4. The method of claim 1, wherein after said determining whether said downloaded data requires repeated downloading, said method further comprises:

and repeating the step until the task state is monitored according to the download address.

5. A distributed network downloading device for massive large files is characterized by comprising:

the download module is used for submitting a download address at the control node;

the monitoring module is used for monitoring the task state according to the download address;

the multithreading module is used for carrying out multithreading downloading according to the task state to obtain downloading data;

and the judging module is used for judging whether the downloaded data needs to be repeatedly downloaded.

6. The apparatus of claim 5, wherein the apparatus further comprises:

and acquiring the busy condition according to the task state.

7. The apparatus of claim 5, wherein the task state comprises: busy condition, idle condition.

8. The apparatus of claim 5, further comprising:

and the repeating module is used for repeating the task state monitoring according to the download address.

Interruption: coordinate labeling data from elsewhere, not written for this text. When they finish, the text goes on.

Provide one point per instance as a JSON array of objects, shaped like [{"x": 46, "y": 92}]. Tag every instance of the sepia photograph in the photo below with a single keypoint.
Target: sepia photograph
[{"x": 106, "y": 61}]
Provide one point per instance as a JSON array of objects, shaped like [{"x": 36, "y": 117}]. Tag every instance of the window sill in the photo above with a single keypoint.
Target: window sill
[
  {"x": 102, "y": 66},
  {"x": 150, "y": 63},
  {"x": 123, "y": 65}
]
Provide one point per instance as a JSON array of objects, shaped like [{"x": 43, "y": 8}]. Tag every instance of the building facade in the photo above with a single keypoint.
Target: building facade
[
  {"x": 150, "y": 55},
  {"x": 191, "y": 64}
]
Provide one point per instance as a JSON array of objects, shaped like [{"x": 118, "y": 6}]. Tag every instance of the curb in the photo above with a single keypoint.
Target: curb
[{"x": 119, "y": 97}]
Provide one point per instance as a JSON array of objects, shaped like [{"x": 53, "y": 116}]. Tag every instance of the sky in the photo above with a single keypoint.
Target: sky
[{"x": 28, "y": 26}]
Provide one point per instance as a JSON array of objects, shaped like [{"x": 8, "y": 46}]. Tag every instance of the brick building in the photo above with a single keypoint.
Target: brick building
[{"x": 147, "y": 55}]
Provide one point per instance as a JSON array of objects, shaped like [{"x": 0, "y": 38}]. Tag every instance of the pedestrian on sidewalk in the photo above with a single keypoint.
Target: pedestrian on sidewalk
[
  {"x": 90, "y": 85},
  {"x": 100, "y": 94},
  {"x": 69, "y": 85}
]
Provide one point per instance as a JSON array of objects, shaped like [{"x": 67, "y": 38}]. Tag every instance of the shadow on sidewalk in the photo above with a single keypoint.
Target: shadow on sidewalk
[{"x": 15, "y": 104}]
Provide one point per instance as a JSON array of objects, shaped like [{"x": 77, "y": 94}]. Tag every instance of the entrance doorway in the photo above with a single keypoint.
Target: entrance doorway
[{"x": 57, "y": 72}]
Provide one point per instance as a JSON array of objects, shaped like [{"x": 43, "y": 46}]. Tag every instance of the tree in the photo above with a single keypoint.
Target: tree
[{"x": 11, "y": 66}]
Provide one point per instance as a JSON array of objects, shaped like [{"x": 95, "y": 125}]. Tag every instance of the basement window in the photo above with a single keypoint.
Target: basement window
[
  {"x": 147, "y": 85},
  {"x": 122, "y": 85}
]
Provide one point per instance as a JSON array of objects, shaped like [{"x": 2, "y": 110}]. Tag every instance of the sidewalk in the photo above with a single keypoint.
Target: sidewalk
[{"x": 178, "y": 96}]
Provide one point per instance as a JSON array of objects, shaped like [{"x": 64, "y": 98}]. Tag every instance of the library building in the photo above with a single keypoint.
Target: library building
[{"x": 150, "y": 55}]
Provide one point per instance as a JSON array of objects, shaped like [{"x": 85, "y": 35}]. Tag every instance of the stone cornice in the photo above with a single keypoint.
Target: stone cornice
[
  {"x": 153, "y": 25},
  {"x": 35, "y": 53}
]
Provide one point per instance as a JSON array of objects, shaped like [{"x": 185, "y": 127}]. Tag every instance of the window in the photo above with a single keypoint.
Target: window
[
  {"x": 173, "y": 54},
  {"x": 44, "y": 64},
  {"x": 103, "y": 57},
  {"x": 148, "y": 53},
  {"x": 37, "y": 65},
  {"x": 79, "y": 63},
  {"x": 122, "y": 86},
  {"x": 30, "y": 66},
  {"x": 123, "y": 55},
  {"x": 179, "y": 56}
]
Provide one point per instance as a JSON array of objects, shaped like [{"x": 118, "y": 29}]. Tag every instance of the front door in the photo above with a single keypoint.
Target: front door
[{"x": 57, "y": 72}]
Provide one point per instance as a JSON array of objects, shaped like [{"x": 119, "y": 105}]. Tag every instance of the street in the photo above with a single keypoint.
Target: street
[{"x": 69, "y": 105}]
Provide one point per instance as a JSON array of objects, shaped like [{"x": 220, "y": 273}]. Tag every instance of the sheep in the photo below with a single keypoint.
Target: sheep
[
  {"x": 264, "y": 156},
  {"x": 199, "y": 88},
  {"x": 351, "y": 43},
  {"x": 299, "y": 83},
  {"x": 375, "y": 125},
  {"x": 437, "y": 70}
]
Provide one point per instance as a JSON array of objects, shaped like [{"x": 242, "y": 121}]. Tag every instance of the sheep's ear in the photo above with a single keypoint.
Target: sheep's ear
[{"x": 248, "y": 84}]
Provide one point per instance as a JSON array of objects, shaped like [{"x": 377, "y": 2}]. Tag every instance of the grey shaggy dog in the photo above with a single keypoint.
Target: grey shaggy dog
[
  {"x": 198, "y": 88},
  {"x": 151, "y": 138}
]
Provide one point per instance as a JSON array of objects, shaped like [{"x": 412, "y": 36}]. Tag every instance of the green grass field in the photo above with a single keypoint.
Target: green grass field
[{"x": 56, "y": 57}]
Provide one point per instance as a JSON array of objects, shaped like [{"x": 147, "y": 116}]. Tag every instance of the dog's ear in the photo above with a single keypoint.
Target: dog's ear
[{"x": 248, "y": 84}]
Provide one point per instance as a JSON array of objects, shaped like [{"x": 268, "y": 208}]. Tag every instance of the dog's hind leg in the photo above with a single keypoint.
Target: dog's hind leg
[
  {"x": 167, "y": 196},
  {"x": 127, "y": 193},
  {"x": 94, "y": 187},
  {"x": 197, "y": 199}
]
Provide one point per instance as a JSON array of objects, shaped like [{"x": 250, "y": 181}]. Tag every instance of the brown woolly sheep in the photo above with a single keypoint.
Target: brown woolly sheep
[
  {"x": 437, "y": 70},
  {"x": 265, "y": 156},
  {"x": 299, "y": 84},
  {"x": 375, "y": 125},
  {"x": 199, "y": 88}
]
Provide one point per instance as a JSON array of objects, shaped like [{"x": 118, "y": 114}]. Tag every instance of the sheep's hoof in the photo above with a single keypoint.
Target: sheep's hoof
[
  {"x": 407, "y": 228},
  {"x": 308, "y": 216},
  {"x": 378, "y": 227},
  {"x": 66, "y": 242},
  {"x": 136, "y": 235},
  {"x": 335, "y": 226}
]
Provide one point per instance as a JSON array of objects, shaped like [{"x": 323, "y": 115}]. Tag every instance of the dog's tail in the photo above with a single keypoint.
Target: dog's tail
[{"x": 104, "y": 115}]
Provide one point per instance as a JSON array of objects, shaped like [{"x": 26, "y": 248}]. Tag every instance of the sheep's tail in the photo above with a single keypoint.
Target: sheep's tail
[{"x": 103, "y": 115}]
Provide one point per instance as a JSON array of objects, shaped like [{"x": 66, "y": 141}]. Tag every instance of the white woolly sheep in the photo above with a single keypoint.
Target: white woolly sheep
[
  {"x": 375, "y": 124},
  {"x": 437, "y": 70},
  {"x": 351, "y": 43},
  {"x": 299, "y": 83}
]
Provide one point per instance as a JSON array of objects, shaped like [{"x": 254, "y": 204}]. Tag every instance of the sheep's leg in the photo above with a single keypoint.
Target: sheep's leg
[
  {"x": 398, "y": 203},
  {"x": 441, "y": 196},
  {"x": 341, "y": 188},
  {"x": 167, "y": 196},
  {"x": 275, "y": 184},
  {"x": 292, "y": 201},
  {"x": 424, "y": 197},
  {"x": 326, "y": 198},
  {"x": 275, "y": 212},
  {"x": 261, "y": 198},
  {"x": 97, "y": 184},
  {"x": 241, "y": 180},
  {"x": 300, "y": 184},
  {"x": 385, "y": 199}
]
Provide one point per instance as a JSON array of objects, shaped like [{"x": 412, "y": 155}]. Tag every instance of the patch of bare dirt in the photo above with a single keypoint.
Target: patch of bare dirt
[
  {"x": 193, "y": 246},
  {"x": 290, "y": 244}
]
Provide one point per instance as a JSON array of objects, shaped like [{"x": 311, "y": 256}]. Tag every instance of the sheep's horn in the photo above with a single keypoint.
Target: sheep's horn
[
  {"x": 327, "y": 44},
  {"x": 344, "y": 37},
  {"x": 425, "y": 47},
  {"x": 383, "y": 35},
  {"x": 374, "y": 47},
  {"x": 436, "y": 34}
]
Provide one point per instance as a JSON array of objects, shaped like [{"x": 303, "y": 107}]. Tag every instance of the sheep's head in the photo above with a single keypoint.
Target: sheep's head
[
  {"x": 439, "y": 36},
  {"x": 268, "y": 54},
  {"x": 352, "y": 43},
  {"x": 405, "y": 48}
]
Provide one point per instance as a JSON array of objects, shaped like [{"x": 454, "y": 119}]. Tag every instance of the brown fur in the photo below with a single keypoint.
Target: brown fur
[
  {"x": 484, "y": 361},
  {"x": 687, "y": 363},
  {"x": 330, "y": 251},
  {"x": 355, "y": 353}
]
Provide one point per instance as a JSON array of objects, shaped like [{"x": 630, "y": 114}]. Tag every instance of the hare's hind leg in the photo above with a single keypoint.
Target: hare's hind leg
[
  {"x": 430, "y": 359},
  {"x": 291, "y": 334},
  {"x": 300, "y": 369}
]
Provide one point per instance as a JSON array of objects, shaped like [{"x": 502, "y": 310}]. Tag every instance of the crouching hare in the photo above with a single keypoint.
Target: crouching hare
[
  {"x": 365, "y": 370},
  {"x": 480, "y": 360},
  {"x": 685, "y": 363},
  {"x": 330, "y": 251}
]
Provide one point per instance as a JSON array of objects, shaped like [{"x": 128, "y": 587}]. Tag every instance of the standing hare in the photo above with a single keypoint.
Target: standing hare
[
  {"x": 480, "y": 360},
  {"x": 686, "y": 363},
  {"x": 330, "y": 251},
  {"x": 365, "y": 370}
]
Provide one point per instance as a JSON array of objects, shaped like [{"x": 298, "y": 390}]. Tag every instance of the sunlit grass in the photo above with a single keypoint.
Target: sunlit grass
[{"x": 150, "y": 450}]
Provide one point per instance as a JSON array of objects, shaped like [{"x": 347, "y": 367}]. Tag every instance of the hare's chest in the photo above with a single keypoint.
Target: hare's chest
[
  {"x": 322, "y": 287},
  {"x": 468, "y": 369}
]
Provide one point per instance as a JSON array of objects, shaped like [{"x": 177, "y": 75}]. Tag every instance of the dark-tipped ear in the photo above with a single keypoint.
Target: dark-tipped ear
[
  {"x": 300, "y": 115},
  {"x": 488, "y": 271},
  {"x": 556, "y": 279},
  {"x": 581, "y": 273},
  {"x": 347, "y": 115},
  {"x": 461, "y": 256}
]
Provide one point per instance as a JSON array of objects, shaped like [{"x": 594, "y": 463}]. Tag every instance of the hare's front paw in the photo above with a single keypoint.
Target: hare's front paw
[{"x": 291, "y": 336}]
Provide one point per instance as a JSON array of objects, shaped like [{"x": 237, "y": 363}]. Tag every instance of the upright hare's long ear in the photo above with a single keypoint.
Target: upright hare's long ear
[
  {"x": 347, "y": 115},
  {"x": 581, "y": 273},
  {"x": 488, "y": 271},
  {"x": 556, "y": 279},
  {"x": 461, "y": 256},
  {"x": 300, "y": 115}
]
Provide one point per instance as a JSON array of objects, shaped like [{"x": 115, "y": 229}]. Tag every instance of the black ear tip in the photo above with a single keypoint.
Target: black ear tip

9. A non-volatile storage medium, comprising a stored program, wherein the program, when executed, controls an apparatus in which the non-volatile storage medium is located to perform the method of any one of claims 1 to 4.

10. An electronic device comprising a processor and a memory; the memory has stored therein computer readable instructions for execution by the processor, wherein the computer readable instructions when executed perform the method of any one of claims 1 to 4.